Assim, longe de ser um filme sobre a crise económica que se faz sentir um pouco por todo o mundo mas com especial impacto em pequenas comunidades locais que vivem quase exclusivamente de uma área ou indiústria característica e que, com as privações que estão inerentes à situação actual encontram-se de um momento para o outro privadas da sua própria subsistência e, como tal da sua sobrevivência, este filme é um retrato de um mundo em súbita transformação onde o principal é sobreviver com um mínimo de dignidade e principalmente sem esquecer os pequenos traços característicos que definem uma identidade, um meio e um local que defina um sentimento de pertença.
Matt Damon às mãos de Van Sant volta a entregar uma sentida e genuína interpretação à semelhança do que há largos anos fez em O Bom Rebelde, e com isso afastar-se da imagem do menino bonito e rebelde que em tempos foi através de um desempenho forte, sentimental e em conflito interior pela descoberta do seu "eu", num dos melhores trabalhos que apresenta em anos. E enquanto Frances McDormand se apresenta aqui como o elemento mais cómico e desbloqueador de alguma tensão, John Krasinski é o elemento surpresa de todo este filme ao interpretar um homem preocupado com os conflitos ambientais e de saúde quea exploração da multinacional poderá provocar naquele meio mas que afinal... não é assim tão preocupado. Sexo, cru e irónico esta é desde Um Lugar para Viver, a sua melhor interpretação à data.
De destacar a presença marcante de um sempre vigoroso Hal Holbrook e de uma Rosemarie DeWitt que se assume como o último elo de uma ligação possível à verdadeira essência que cada um pode ter para com a sua própria Humanidade e ao espaço que o caracteriza.

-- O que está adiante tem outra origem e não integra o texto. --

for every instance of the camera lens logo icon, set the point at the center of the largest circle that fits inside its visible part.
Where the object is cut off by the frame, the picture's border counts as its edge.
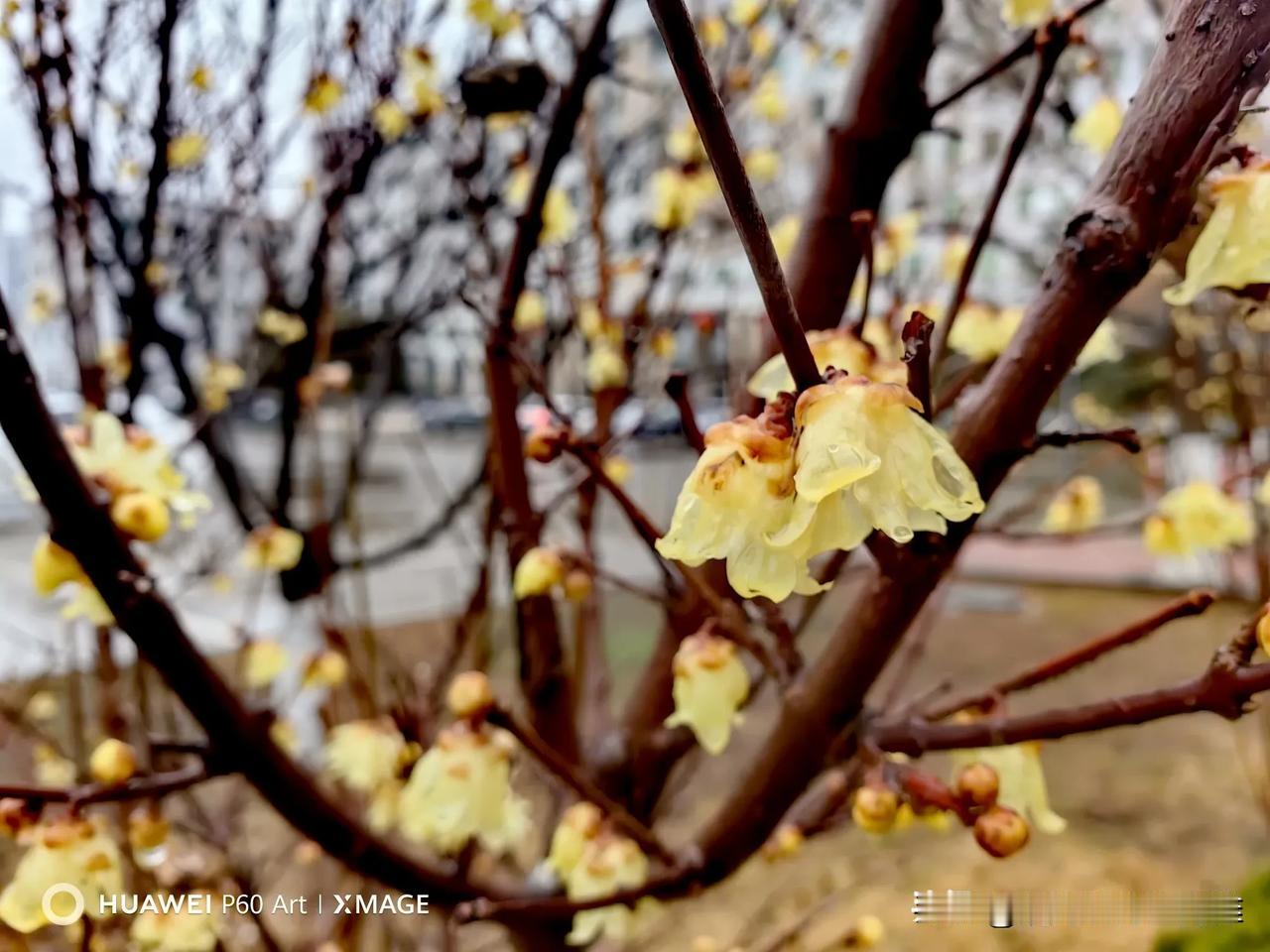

Um filme de Gus Van Sant diferente do habitual mas que através da sua extraordinária, intimista e minimalista banda-sonora da autoria de Danny Elfman e de uma magnífica e sóbria fotografia de Linus Sandgren que tanto nos transforma o espaço em algo frio e distante como, em segundos, nos transporta para as recordações daquele lugar onde passámos a nossa infância e que ficou para sempre gravado nas nossas memórias tendo assim criado no nosso subconsciente um lugar de pertença e marcado a nossa própria identidade que é, afinal, aquilo de que esta Terra Prometida pretende recordar.